Yeah, I have the therapy and it's all the same: "You can't control someone else's behavior. You can only control yours." So in other words, smile and say "hi" and ignore them treating me like ****.


----------



## Starstarfish (Apr 19, 2012)

Why do you sit there for the Skype talks, is H tying you to the chair?


----------



## center1 (Jan 25, 2013)

Starstarfish said:


> Why do you sit there for the Skype talks, is H tying you to the chair?


Like I said above, I was hoping that in time they would get to know me and come around.


----------



## canttrustu (Feb 22, 2012)

center1 said:


> And he won't so in that case, what's my plan for dealing with his family?


plain and simple: YOU DONT.

I went thru this same sh*t. Its not easy to say or do but at some point you gotta teach people how to treat you and youre doing just that.


----------



## PBear (Nov 16, 2010)

You're right. You can't change someone else's behaviour. So your choice is either accept the behaviour or don't be in a position to have it inflicted on you. When the relatives phone, be at the mall. Be on the computer Skyping with your parents or friends. Be out walking. Do SOMETHING else other than sit there and nod like a mannequin. 

When you go visit, just don't bother to go over there. If someone asks why you were in town and didn't come visit, say "Sorry, I was visiting other family/friends that made me feel welcome in their home."

Your approach of being nice and hoping they'll like you isn't working. You've taken divorce off the table. You don't appear to have many other ideas. Nobody here has a magic pill for you to give them to make them like you. So what are you going to do?

C


----------



## IrishGirlVA (Aug 27, 2012)

What would you have to lose if you addressed this problem with your in-law's directly. Tell your husband that if he refuses to stick up for you then you will stick up for yourself. What's the worst thing that can happen? Either things will improve or they will stay the same. 

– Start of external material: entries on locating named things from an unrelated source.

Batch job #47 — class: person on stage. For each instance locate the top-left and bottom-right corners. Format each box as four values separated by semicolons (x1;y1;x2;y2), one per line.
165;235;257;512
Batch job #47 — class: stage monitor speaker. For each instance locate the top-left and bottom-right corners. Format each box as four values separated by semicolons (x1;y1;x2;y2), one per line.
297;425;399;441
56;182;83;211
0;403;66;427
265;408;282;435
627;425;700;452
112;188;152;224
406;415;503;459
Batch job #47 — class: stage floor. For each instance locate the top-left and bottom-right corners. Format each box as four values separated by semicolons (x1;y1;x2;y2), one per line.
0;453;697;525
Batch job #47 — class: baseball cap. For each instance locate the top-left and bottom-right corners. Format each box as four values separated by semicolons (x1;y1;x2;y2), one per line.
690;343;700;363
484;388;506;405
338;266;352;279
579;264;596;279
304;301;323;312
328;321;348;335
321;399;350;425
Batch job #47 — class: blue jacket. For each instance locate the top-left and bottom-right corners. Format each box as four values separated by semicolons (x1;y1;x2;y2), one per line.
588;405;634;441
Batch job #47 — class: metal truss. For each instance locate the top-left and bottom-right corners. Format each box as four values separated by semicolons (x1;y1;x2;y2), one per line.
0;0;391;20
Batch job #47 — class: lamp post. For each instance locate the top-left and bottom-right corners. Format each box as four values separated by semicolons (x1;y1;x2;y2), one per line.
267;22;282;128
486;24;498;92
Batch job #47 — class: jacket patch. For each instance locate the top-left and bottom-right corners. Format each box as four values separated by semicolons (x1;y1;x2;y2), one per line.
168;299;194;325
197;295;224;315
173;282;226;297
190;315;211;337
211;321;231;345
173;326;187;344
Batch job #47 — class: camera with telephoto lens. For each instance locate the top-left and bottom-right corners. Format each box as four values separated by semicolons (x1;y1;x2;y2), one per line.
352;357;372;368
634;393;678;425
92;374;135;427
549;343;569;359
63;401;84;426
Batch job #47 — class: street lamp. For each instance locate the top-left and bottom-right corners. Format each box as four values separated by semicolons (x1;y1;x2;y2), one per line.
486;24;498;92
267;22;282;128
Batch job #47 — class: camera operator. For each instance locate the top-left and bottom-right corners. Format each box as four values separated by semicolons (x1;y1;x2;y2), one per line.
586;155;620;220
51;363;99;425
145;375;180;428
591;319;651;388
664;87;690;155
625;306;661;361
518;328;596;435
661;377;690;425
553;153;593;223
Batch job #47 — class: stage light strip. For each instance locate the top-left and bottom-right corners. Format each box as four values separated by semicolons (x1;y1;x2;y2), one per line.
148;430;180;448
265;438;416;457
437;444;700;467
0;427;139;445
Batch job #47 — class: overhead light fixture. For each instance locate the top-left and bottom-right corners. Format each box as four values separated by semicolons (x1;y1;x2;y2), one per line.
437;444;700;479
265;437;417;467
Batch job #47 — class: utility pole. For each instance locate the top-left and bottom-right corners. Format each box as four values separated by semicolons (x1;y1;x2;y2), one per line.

Do you ever think about the possible reasons why they shun you? Did anything agregious ever happen while you two were dating or since you have been married that they are aware of? Does he confide too much in one particular family member about issues in the relationship? I just wonder if he told them things that were either true or blown up out of proportion and that is what they are basing their opinion on. 

But anyway, my suggestion is writing them an email. Don't make it accusatory. Come across as concerned. Emails are good because they can be tweaked along the way. 

Good luck.


----------



## JJG (Mar 9, 2011)

center1 said:


> So in other words, smile and say "hi" and ignore them treating me like ****.


No. You have to adjust your actions.

Do not smile. Do not say hi. Do not put yourself in any contact with people who treat you badly. By not putting yourself in situations where people can disrespect you, you are showing respect for yourself and showing your H what you will and will not accept.

Stop arguing with your H, it is getting you nowhere. Let you H know that you will no longer have any contact with his parents until they start treating you with some respect and leave it there. Then follow through, do not cave!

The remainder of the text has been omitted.